The key question is:
Is the combined effect overall positive or negative?
Step 5: Calculate the Value of a Subscriber
To evaluate the combined impact, you need to calculate the value of a subscriber — since the 5-email group lost more subscribers.
We recently published an article explaining this methodology in detail, which you can find here:
Important: Define the Time Period
When calculating revenue per subscriber, it’s essential to define the time window.
For example, if you compare revenue per subscriber for users who subscribed in November 2024 vs November 2025, the November 2024 cohort will almost always show higher revenue simply because they’ve had more time to purchase.
To ensure a fair, apples-to-apples comparison, you should evaluate subscribers over the same post-subscription timeframe — for example:
✅ Revenue generated in the first 12 months after signup
Example: Revenue per Subscriber (First Year)
Let’s say you want to calculate the average revenue per subscriber within one year of subscribing.
First, select subscribers who joined your list more than one year ago.
Since we’re writing this article in February 2026, we could select subscribers who joined between:
February 2024 – January 2025
Let’s assume you gained 300,000 subscribers during that period.
Now calculate how much revenue those subscribers generated within their first year after subscribing.
Let’s say that number is:
$5,730,000
Now divide revenue by subscriber count:
$5,730,000 / 300,000 = $19.10
So your average revenue per subscriber (within 1 year) is:
✅ $19.10
Step 6: Calculate Incremental Revenue per Subscriber
At this point, you might say:
“Even if these people weren’t subscribed, they still would’ve made some purchases — so we wouldn’t lose the full $19.10 per unsubscribe.”
And you’d be right.
That’s why we need to estimate the incremental value of an email subscriber — meaning the portion of revenue that can realistically be attributed to email marketing.
How to Estimate Incremental Value
A common approach is comparing:
LTV of customers subscribed to email, vs
LTV of customers not subscribed to email
A quick (but imperfect) method is dividing customers into two groups and comparing their LTV.
However, subscription status can change over time:
A customer might subscribe, unsubscribe, resubscribe, etc.
If you want a more accurate report that accounts for this, feel free to reach out — we’d be happy to consult you on how to structure it correctly.
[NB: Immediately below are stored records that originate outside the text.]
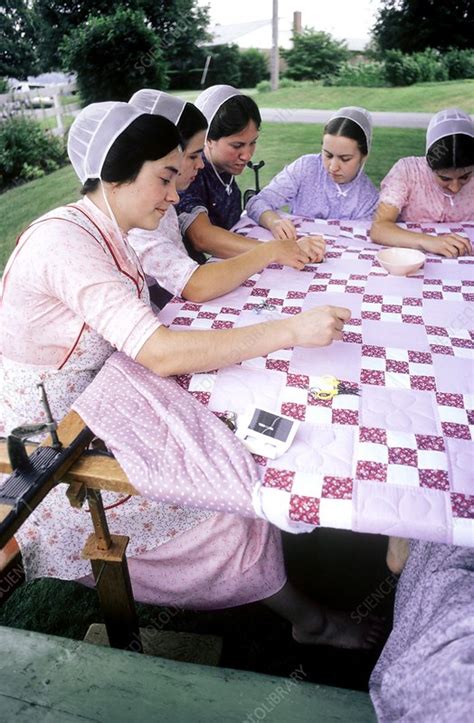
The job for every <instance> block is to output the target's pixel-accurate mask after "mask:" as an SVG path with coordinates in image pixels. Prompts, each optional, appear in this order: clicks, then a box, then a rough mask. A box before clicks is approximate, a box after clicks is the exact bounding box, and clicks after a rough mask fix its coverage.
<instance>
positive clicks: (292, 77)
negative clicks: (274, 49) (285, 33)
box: [282, 28, 349, 80]
mask: <svg viewBox="0 0 474 723" xmlns="http://www.w3.org/2000/svg"><path fill="white" fill-rule="evenodd" d="M282 56H283V57H284V58H285V60H286V62H287V63H288V68H287V71H286V76H287V77H288V78H293V79H294V80H319V79H320V78H325V77H326V76H328V75H333V74H335V73H337V71H338V70H339V66H340V65H341V63H343V62H344V61H346V60H348V58H349V51H348V50H347V48H346V47H345V45H344V43H343V42H340V41H338V40H334V38H332V37H331V35H329V33H324V32H322V31H321V32H316V31H315V30H313V29H312V28H305V29H304V30H303V32H302V33H296V34H294V35H293V47H292V48H291V49H290V50H282Z"/></svg>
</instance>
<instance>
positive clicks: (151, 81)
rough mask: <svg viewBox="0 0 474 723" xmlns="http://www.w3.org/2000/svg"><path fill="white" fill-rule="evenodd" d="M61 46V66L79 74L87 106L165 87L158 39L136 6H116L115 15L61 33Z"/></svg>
mask: <svg viewBox="0 0 474 723" xmlns="http://www.w3.org/2000/svg"><path fill="white" fill-rule="evenodd" d="M60 51H61V53H62V55H63V57H64V62H65V68H66V69H67V70H71V71H75V72H76V73H77V85H78V88H79V92H80V95H81V99H82V101H83V103H84V104H85V105H87V104H88V103H93V102H96V101H104V100H122V101H127V100H128V99H129V98H130V96H131V95H132V94H133V93H134V92H135V91H136V90H138V89H139V88H143V87H146V86H148V87H151V88H158V89H159V88H166V87H167V77H166V64H165V62H164V60H163V55H162V51H161V47H160V41H159V40H158V38H157V36H156V33H154V32H153V30H151V28H149V27H147V26H146V23H145V18H144V16H143V14H142V13H140V12H138V11H133V10H126V9H124V8H121V7H120V6H119V8H118V10H117V11H116V13H115V15H112V16H109V17H95V18H91V19H90V20H88V21H86V22H85V23H84V24H83V25H81V26H80V27H79V28H77V29H76V30H74V31H73V32H71V33H70V35H67V36H66V37H65V38H64V40H63V43H62V45H61V48H60Z"/></svg>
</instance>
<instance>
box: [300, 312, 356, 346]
mask: <svg viewBox="0 0 474 723" xmlns="http://www.w3.org/2000/svg"><path fill="white" fill-rule="evenodd" d="M350 318H351V312H350V309H346V308H345V307H344V306H315V307H314V308H313V309H309V311H303V312H301V314H295V316H293V317H292V318H291V319H289V320H288V321H289V323H290V324H291V326H292V332H293V335H294V338H295V341H294V346H305V347H314V346H328V345H329V344H331V343H332V342H333V341H341V340H342V333H343V330H344V322H346V321H349V319H350Z"/></svg>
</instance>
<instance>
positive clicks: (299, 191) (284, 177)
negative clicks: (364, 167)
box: [246, 153, 378, 223]
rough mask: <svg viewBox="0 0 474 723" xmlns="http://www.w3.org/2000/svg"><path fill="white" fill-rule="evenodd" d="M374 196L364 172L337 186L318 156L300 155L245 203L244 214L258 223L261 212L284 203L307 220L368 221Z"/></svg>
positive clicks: (281, 207)
mask: <svg viewBox="0 0 474 723" xmlns="http://www.w3.org/2000/svg"><path fill="white" fill-rule="evenodd" d="M377 200H378V193H377V190H376V188H375V186H374V184H373V183H372V181H371V180H370V179H369V178H368V177H367V176H366V174H365V173H364V171H362V172H361V173H359V174H358V175H357V176H356V178H354V180H352V181H350V183H344V184H341V185H338V184H336V183H334V181H333V180H332V179H331V178H330V176H329V175H328V173H327V171H326V170H325V168H324V165H323V161H322V157H321V154H320V153H318V154H317V155H315V154H311V155H307V156H301V158H298V159H297V160H296V161H293V163H290V165H288V166H286V167H285V168H284V169H283V170H282V171H281V172H280V173H279V174H278V175H276V176H275V178H274V179H273V180H272V181H270V183H269V184H268V186H266V187H265V188H264V189H263V190H262V191H260V193H258V194H257V195H256V196H253V198H251V199H250V201H249V202H248V203H247V207H246V211H247V214H248V215H249V216H250V218H251V219H252V220H253V221H256V222H257V223H258V221H259V218H260V216H261V215H262V213H263V212H264V211H270V210H271V211H277V210H278V209H280V208H282V207H283V206H285V205H286V204H288V205H289V208H290V213H292V214H294V215H295V216H306V217H309V218H324V219H327V218H338V219H355V218H371V217H372V215H373V213H374V211H375V208H376V206H377Z"/></svg>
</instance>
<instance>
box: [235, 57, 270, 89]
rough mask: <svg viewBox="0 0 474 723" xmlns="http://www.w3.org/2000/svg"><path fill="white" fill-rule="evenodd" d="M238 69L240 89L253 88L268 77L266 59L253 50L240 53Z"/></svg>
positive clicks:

In any case, your analysis will usually result in a table similar to this:
Let’s assume your analysis shows:
Customers subscribed to email have a 24.2% higher LTV than customers who are not subscribed.
So we can estimate that:
Average revenue per subscriber (1 year): $19.10
Incremental lift from email: 24.2%
Incremental revenue per subscriber:
$19.10 × 0.242 = $4.62
Meaning:
✅ Each unsubscribe costs you ~$4.62 of incremental revenue over the next year
Step 7: Put It All Together
Now we know:
Switching from 3 to 5 emails/week generates $70,000 more revenue
But it also creates 7,778 additional unsubscribers
Each additional unsubscribe costs $4.62
So the lost value is:
7,778 × $4.62 = $35,934
Net gain:
$70,000 − $35,934 = $34,066
So even after accounting for churn, the higher cadence still produces:
✅ +$34,066 per month in net value
Step 8: Repeat the Process
Now that you’ve learned that 5 emails per week is more profitable than 3, you can repeat the same process to test:
5 vs 7 emails/week
7 vs 10 emails/week
different content styles
different promotional vs editorial mixes
The best part is that this framework applies to almost any email marketing test focused on strategy, not just isolated tweaks within a single campaign (such as testing different subject lines).